Thomas Aquinas · 1225 Excerpts (Historical Christian Faith …
Commentary on Isaiah
620. In that day. In this part he recalls divine and paternal correction, and first, by foreign scourges, second, by their own scourges: in that day (Isa 27:2); hence it said in Wisdom 11:11: for you didst admonish and try them as a father.

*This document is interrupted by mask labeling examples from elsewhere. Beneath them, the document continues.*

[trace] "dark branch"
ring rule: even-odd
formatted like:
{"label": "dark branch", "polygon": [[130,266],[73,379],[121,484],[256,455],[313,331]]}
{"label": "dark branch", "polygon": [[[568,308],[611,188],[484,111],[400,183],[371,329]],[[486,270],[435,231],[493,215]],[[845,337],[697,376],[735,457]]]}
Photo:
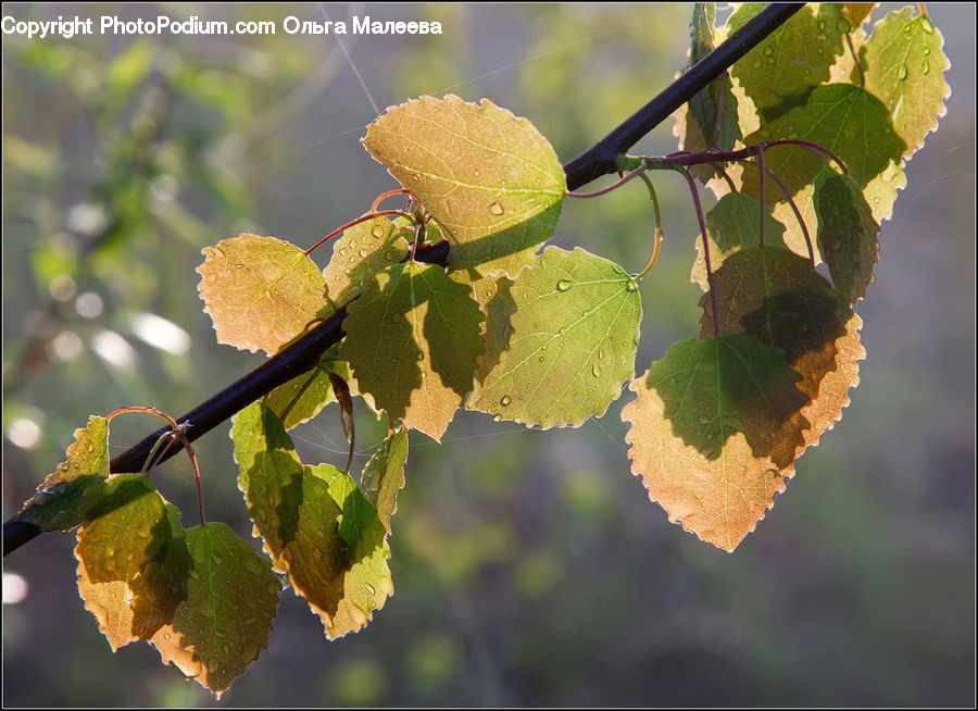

Concerning the first, he sets out the scourge of Babylon: with his sword, namely, vengeance; Leviathan, namely, Nabuchodonosor, because of the addition to his kingdom that he subjugated to himself; the serpent, because of his poisonous tyranny; bar, because of the correction of the people by God, above: woe to the Assyrian, he is the rod of my anger (Isa 10:5); crooked, because of their infidelity: behold, he will drink up a river, and not wonder (Job 40:18); the whale: I sit in the heart of the sea (Ezek 28:2). 630. Note on the words, the Lord with his sword shall visit (Isa 27:1), that the vengeance of God is called a sword that is: first, hard because of the harshness of punishment; second, great, because of the universality of those who are punished: a great sword was given to him (Rev 6:4); third, strong, because of the power of the one who punishes: flee from the face of the sword (Job 19:29); fourth, sharp, because it is piercing, even to the soul: the word of God is living and effectual and more piercing than any two edged sword (Heb 4:12); fifth, shining, because of its evident fairness: you shall perish by the sword, it shall devour you like the bruchus (Nah 3:15). 631. Also on the word, Leviathan (Isa 27:1), note that the devil is called Leviathan, because he adds, first, to human wickedness: add you iniquity upon their iniquity (Ps 68:28[69:27]); second, to his own power: all these will I give you, if falling down you will adore me (Matt 4:9); third, to divine justice: my iniquity is greater than that I may deserve pardon (Gen 4:13); fourth, to divine mercy: whereas she was sad, he comforted her with sweet words (Gen 34:3). 632. Note also on the word, serpent (Isa 27:1), that the devil is called a serpent, first, because of his ability to renew himself: Satan himself transforms himself into an angel of light (2 Cor 11:14); second, because of his manner of going about: I have gone round about the earth, and walked through it (Job 1:7); third, because of his poisonous bite: in the end, it will bite like a snake (Prov 23:32); fourth, because of his manner of enveloping: he sets up his tail like a cedar, the sinews of his testicles are wrapped together (Job 40:12).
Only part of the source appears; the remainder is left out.